This opinion will be unpublished and
may not be cited except as provided by
Minn. Stat. § 480A.08, subd. 3 (2002).
STATE OF MINNESOTA
IN COURT OF APPEALS
Cottage Homesteads of America, Inc., et al.,
Filed December 7, 2004
Dakota County District Court
File No. C9-04-006790
Paul L. Ratelle, Michael A. Rosow, Fabyanske, Westra & Hart, P.A., 800 LaSalle Avenue, Suite 1900, Minneapolis, MN 55402 (for appellants)
Mark Essling, 1994 Rum River Drive S.E., Cambridge, MN 55008 (for respondent)
Considered and decided by Klaphake, Presiding Judge, Harten, Judge, and Parker, Judge.*
Appellants Cottage Homesteads of America, Inc., a Minnesota corporation, and Cottage Homesteads of Minnesota II, Inc., a Minnesota corporation, challenge the district court’s decision confirming an arbitration award in favor of respondent Kathleen Zimniewicz. Because appellants never served or noticed any motion to vacate, as required by Minn. Stat. §§ 572.19, .23 (2002), the district court was limited to confirming the arbitration award. We therefore affirm the confirmation of the award.
Under Minn. Stat. § 572.19, subd. 2 (2002), an application to vacate an arbitration award must be “made within 90 days after delivery of a copy of the award to the applicant.” Expiration of the 90-day period precludes any challenge to the award. Great Am. Ins. Co. v. LeMieux, 439 N.W.2d 733, 735 (Minn. App. 1989), review denied (Minn. July 12, 1989).
Here, a copy of the arbitration award was delivered to appellants on December 5, 2003, when it was received by their attorney in the mail. Appellants delivered a complaint and application to vacate the award to the sheriff’s office on March 1, 2004. The complaint and application were personally served on respondent on the 90th day, March 4, 2004. Appellants, however, never brought a formal motion to vacate the award. A hearing was scheduled on respondent’s motion to confirm the award, which was served on March 5, 2004. Following the hearing, the district court issued an order confirming the award.
The district court found that appellants’ application to vacate the award was timely. But Minn. Stat. § 572.23 (2002) requires that an application “shall be [made] by motion and shall be heard in the manner and upon the notice provided by law or rule of [the] court for the making and hearing of motions.” Minn. Stat. §§ 572.19, .23 have been construed to require service of a motion to vacate an arbitration award within 90 days; service of an application to vacate is insufficient. See, e.g., Haekenkamp v. Allstate Ins. Co., 265 N.W.2d 821, 824 (Minn. 1978); Wacker v. Allstate Ins. Co., 312 Minn. 242, 248-49, 251 N.W.2d 346, 349-50 (1977); Component Sys., Inc. v. Murray Enters. of Minn., Inc., 300 Minn. 21, 24-25, 217 N.W.2d 514, 516 (1974). While appellants may have served a complaint and application to vacate within the 90-day period, they never served and noticed a formal motion to vacate. Appellants’ application to vacate the award was therefore untimely.

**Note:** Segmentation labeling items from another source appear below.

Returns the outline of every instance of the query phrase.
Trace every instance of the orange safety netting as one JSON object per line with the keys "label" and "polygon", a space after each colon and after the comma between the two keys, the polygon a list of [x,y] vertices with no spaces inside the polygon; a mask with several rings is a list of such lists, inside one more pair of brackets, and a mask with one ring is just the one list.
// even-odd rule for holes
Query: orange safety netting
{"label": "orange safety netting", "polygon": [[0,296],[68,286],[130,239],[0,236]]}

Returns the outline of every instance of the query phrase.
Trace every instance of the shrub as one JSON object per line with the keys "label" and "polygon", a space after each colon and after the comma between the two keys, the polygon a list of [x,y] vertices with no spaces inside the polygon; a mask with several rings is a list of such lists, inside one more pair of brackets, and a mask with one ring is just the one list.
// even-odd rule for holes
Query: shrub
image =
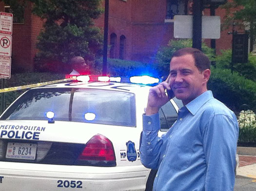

Respondent has also filed two motions on appeal, including a motion to dismiss for lack of subject matter jurisdiction. Although we are precluded from considering the grounds asserted by appellants in their application to vacate the arbitration award, we continue to have jurisdiction over the district court’s decision to grant respondent’s motion to confirm the award. The district court’s decision, however, was limited to confirmation of the award. See Minn. Stat. § 572.18 (2002) (“Upon application of a party, the court shall confirm an award, unless within the time limits hereinafter imposed grounds are urged for vacating or modifying or correcting the award, in which case the court shall proceed as provided in sections 572.19 and 572.20.”); Abd Alla v. Mourssi, 680 N.W.2d 569, 572-73 (Minn. App. 2004) (holding that district court’s jurisdiction is limited to confirmation of award unless motion to vacate is filed within time limits prescribed by arbitration statutes). We therefore deny respondent’s motion to dismiss this appeal and affirm the district court’s confirmation of the arbitration award.
Affirmed; motions denied.
* Retired judge of the Minnesota Court of Appeals, serving by appointment pursuant to Minn. Const. art. VI, § 10.
 Respondent also moved to strike portions of appellants’ reply brief, which contain copies of and references to a complaint and a district court order and memorandum in another case. This court may take judicial notice of a court’s records and files from other legal proceedings. See Minn. R. Evid. 201 (allowing court to take judicial notice of any fact generally known or capable of accurate determination); Smisek v. Comm’r of Pub. Safety, 400 N.W.2d 766, 768 (Minn. App. 1987) (taking judicial notice on appeal of court document in related proceeding). We therefore deny respondent’s motion to strike.